Les Espagnols s’établirent d’abord dans le Tucuman, et l’on retrouve encore dans ses vallons l’organisation féodale des premiers conquérans, une puissante aristocratie terrienne. Ils cherchaient de l’or ; on leur dit : — L’Eldorado est au sud avec ses merveilleux empires, ses précieux métaux, ses diamans, — et ils se répandirent dans la plaine, courant après l’inconnu. Des tribus sauvages, la plupart belliqueuses, possédaient primitivement la contrée. Ces indigènes disputèrent leur terrain pied à pied.

Chaque province se forma comme avait commencé l’ancienne Rome. Une poignée d’aventuriers audacieux poussait en avant, ils fortifiaient un camp, puis ils se considéraient comme les maîtres de la terre et se la partageaient. Chacun faisait la guerre à ses frais. Tout soldat était volontaire ; le chef n’avait que l’autorité d’un courage supérieur, d’une habileté reconnue. La solde était le butin ; composé des prisonniers faits dans les excursions, ramassés comme des troupeaux et enchaînés aux estancias ou encomiendas de leurs maîtres, où ils gardaient le bétail et cultivaient quelques champs. Ainsi chaque camp devenait une ville, un centre de domination autour duquel il n’y avait que des exploitations agricoles, et dont la limite s’arrêtait avec la course des conquistadores.

Toute cette histoire est encore empreinte sur la face même du pays.
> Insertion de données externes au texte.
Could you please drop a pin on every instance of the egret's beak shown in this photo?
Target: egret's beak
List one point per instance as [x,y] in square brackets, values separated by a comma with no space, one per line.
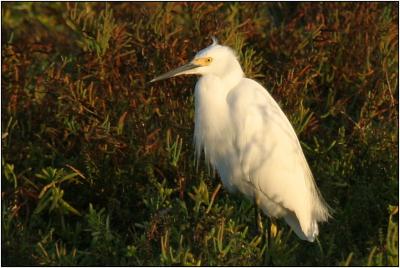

Jetez les yeux sur la carte : de quoi se compose la province de Buénos-Ayres ? D’une ville, d’une seule, et d’une immense campagne partagée en estancias, ou domaines privés destinés à élever des bestiaux. Santa-Fé est la seule ville de sa province, comme la Bajada l’est de l’Entre-Rios. L’état de Cordova n’en a pas d’autre que sa capitale ; Corrientes, Mendoza et toutes les autres provinces sont à peu près dans le même cas. Montevideo même, avant ces derniers temps, où l’émigration européenne et argentine est venue peupler les déserts de l’Uruguay, était la seule ville de l’état oriental.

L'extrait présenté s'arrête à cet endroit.